(ATTN: UPDATES with details on envisioned carbon neutrality panel in last 2 paras; ADDS photo)
By Lee Chi-dong
SEOUL, April 27 (Yonhap) -- President Moon Jae-in said Tuesday that the time is drawing near for the two Koreas to resume dialogue, stressing the significance of their historic summit deal three years earlier.
"The time is approaching again when (we) should end long deliberation and restart dialogue," he said during a weekly Cabinet meeting.
He was speaking on the third anniversary of the signing of the Panmunjom Declaration with North Korea's leader Kim Jong-un. The agreement, reached during the Moon-Kim summit held at the border village, calls for joint efforts to achieve co-prosperity, establish lasting peace and get the two Koreas reunited.
"The Panmunjom Declaration is a milestone of peace that no one can undermine," Moon emphasized. "The path of peace, promised in the declaration, cannot be reversed under any circumstance."
Inter-Korean dialogue and Washington-Pyongyang denuclearization talks have been stalled for more than two years.
Moon cited "external conditions and realistic restraints" in making further progress on top of the accomplishment of signing the declaration.
Nonetheless, the security situations on the peninsula are being managed "more stably than at any other time," the president said.
"Peace, for now, is incomplete," he added. "We should move toward irreversible permanent peace on the basis of the Panmunjom Declaration."
He said that it is time to prepare for turning the "peace clock" again, taking lessons from troubles so far in the peace process.
He expressed hope that his in-person summit talks with U.S. President Joe Biden, scheduled to be held in Washington in late May, will serve as a chance for further cementing the alliance, closely coordinating North Korea policy and setting the right direction.
He said his government plans to find a way to advance the Korea peace process on the basis of robust cooperation with the Biden administration.
"I hope that the door will open for restoring dialogue and cooperation between the two Koreas and between North Korea and the U.S.," he said.
On the economy, he struck a markedly upbeat note.
"We have become able to say that the South Korean economy has come out of a dark and long tunnel, and it is back on track for economic growth," he said.
He referred to an announcement by the Bank of Korea that the nation's gross domestic product had expanded 1.8 percent in the first quarter of 2021.
It marks faster-than-expected growth exceeding the level posted ahead of the COVID-19 pandemic, Moon noted.
In spite of such a positive sign, many people here are still suffering difficulties amid a lingering crisis, he said, stressing the need for "inclusive growth."

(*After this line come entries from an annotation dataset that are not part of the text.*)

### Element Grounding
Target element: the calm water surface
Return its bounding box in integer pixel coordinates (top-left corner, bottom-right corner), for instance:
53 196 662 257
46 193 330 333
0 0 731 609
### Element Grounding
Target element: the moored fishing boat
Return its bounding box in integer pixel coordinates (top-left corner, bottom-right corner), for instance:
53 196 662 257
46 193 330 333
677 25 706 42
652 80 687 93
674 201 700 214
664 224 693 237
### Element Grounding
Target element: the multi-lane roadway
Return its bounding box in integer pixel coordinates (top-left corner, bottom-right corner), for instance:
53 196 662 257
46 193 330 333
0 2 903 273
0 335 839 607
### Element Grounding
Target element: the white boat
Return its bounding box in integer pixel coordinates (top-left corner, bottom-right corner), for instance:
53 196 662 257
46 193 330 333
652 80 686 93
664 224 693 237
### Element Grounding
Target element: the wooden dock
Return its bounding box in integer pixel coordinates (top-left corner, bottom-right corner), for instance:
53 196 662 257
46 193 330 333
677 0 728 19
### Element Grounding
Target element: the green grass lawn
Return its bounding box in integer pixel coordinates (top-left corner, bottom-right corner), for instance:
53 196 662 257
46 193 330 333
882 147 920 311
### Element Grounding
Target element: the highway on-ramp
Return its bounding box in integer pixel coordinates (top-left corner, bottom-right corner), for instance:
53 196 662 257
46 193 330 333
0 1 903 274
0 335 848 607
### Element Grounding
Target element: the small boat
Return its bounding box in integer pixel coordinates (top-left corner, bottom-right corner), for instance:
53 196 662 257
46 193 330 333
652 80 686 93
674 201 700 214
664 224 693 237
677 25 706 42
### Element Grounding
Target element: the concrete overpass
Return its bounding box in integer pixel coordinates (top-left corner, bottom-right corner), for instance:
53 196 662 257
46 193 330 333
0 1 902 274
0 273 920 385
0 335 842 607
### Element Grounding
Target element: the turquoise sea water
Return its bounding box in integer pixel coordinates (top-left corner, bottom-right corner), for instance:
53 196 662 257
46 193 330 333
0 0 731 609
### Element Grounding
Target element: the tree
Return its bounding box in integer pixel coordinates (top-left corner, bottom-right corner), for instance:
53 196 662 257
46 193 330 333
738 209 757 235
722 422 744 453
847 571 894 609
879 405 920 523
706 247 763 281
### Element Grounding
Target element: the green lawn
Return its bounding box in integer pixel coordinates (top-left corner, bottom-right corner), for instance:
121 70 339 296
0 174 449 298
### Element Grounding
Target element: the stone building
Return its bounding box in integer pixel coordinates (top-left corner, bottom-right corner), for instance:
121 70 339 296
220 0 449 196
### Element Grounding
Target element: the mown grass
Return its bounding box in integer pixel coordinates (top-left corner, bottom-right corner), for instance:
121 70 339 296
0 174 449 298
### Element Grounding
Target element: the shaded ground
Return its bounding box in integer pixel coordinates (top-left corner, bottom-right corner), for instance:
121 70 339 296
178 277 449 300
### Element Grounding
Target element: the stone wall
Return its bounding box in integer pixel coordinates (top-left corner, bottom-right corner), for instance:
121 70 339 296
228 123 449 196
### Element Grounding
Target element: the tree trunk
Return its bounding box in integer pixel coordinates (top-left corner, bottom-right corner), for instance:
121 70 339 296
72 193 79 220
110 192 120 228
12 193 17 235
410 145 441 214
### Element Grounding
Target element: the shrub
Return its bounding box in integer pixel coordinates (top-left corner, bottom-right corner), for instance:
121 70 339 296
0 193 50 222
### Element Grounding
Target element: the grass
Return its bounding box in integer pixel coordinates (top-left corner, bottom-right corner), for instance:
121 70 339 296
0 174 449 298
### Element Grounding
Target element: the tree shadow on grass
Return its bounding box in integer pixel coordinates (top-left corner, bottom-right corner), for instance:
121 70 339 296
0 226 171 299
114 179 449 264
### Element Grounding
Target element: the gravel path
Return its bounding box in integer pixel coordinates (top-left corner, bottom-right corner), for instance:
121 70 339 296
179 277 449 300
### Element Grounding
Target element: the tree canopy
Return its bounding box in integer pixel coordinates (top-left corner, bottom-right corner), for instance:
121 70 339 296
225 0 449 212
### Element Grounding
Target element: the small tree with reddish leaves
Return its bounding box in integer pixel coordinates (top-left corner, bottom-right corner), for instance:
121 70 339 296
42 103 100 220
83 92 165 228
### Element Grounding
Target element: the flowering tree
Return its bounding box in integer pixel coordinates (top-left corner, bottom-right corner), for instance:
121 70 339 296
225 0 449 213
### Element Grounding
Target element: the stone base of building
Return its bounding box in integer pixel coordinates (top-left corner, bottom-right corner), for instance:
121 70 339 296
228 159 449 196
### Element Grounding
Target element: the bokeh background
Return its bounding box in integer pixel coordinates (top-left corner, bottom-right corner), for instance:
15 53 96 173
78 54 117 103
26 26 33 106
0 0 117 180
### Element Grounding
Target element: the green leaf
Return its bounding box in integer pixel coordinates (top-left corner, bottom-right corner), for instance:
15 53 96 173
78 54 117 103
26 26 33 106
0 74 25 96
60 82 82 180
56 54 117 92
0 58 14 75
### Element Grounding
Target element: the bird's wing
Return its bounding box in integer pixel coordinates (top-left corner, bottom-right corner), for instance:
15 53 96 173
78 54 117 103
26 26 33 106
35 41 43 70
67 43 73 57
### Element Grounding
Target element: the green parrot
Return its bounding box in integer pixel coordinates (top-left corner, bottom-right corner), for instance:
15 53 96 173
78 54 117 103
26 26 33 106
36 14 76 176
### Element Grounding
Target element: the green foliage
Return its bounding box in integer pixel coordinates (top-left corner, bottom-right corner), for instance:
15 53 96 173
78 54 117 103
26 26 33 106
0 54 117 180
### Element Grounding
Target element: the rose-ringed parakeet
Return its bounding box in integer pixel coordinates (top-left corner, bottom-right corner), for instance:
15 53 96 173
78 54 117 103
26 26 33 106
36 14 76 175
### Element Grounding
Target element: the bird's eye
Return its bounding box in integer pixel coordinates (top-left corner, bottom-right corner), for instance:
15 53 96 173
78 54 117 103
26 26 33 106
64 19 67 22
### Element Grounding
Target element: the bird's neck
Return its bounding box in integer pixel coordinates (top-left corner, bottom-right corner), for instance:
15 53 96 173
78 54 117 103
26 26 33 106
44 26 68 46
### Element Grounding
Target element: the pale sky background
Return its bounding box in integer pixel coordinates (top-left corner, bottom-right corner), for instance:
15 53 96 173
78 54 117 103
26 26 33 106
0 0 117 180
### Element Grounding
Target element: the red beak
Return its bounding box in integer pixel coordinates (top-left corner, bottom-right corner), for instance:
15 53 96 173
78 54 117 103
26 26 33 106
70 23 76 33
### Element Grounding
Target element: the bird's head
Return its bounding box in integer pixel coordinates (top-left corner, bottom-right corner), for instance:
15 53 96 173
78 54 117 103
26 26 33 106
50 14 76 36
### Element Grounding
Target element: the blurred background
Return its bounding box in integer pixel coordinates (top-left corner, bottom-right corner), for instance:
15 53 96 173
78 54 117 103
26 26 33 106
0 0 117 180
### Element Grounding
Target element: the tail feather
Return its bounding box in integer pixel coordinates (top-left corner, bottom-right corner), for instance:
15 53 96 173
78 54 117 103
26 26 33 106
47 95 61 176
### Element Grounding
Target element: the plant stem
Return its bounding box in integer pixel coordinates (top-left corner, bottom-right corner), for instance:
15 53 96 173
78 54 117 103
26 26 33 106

"In particular, the issue of the gap (widened by the coronavirus outbreak) and inequality is a national task that should be addressed with focused capabilities," he said.
Meanwhile, the Cabinet approved a plan to establish a presidential committee on South Korea's campaign to go carbon neutral by 2050.
The new organization, tentatively named the 2050 Carbon Neutrality Committee, is slated to be launched in May, according to deputy Cheong Wa Dae spokesperson Lim Se-eun. It remains unclear who will be appointed to lead the government-private panel.
The existing National Council on Climate Change and Air Quality, headed by former U.N. Secretary-General Ban Ki-moon, will be abolished, with a carbon neutrality committee absorbing its role and task.